Cette étude de cohorte basée sur des registres scandinaves fait partie du projet SCAN-AED qui est une vaste étude contenant des informations provenant de plusieurs registres nationaux de santé dans les pays nordiques : Danemark, Finlande, Islande, Norvège et Suède. Les chercheurs ont examiné des femmes qui ont racheté des prescriptions d’acide folique à forte dose trois mois avant la grossesse et jusqu’à la naissance, puis ont suivi chacun de leurs enfants depuis la naissance. Au total, cette étude a inclus 3 379 171 enfants dont 27 784 sont nés de mères épileptiques dont 5933 mères épileptiques ayant rempli une ordonnance d’acide folique à forte dose.
– Nous avons constaté un risque accru de cancer chez l’enfant si l’enfant est né d’une mère épileptique qui s’est remplie d’acide folique à forte dose avant ou pendant la grossesse, par rapport aux enfants nés de mères épileptiques sans prescription. Le risque accru de cancer n’a pas changé après avoir pris en compte d’autres facteurs pouvant expliquer le risque, tels que le remplissage concomitant de médicaments anticonvulsivants. Nous n’avons pas trouvé de risque accru de cancer chez les enfants de mères non épileptiques qui utilisaient de l’acide folique à forte dose, déclare le chercheur principal Håkon Magne Vegrim, MD et doctorant à l’Université de Bergen.

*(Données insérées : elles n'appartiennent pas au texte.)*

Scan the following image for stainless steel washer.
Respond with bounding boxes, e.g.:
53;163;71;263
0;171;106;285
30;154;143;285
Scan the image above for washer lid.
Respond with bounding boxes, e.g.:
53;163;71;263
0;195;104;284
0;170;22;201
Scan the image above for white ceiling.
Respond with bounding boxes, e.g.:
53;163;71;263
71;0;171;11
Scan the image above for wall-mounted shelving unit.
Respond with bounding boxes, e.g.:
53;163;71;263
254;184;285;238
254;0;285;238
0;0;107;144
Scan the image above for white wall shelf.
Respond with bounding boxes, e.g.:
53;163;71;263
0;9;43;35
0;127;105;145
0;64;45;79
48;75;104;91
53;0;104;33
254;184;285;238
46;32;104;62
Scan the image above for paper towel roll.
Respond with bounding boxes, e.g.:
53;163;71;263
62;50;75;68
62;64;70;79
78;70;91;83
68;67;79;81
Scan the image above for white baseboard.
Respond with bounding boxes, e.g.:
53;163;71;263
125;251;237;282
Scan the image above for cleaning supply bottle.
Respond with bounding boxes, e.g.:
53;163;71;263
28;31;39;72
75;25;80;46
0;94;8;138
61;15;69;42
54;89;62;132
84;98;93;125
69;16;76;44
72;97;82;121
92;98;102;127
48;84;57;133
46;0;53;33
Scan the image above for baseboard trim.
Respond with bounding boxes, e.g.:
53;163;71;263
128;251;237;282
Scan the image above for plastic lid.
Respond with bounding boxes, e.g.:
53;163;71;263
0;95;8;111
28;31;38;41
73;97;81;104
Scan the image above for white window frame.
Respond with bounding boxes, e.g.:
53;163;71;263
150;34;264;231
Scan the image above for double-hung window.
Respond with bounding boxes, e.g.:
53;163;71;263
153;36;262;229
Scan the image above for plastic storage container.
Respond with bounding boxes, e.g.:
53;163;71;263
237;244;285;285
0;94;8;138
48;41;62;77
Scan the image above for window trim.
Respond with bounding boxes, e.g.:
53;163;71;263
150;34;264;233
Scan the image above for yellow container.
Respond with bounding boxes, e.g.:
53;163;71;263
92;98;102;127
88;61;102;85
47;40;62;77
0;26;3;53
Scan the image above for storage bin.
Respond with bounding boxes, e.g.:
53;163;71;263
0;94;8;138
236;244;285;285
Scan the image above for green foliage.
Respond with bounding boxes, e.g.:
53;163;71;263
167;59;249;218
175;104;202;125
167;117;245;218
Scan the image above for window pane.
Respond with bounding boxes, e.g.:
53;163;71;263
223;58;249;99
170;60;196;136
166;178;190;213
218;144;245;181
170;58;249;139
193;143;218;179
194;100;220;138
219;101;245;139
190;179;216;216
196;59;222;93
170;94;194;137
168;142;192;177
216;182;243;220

Les résultats ne pouvaient pas être expliqués par l’épilepsie maternelle ou d’autres comorbidités telles que la sclérose tubéreuse maternelle, le diabète sucré, un diagnostic antérieur de cancer ou des médicaments anticonvulsivants spécifiques tels que le valproate ou la carbamazépine. Bien qu’il s’agisse de résultats uniques et préoccupants susceptibles de modifier la pratique clinique dans le monde, ils doivent être interprétés avec prudence :
– Le bénéfice des suppléments d’acide folique pour le développement neurologique de l’enfant chez les femmes enceintes utilisant des anticonvulsivants a été démontré dans plusieurs études , déclare l’auteur principal, Marte Helene Bjørk, professeur de neurologie à l’Université de Bergen. Le folate est important pour la croissance normale et le développement cérébral de l’enfant à naître. Alors que l’étude actuelle soulève des inquiétudes quant à la sécurité de la supplémentation en acide folique à forte dose, aucun risque de cancer n’a été trouvé chez les enfants après une faible dose maternelle d’acide folique (0,4 mg) pendant la grossesse. Les médicaments anticonvulsivants peuvent interagir avec la fonction, l’absorption et la décomposition de la vitamine et entraîner un besoin accru de folate chez les femmes utilisant ces médicaments. Nous devons comprendre les mécanismes potentiels derrière le lien que nous avons trouvé avec le cancer chez l’enfant, et il est prudent d’identifier la dose optimale pour équilibrer les risques et les avantages.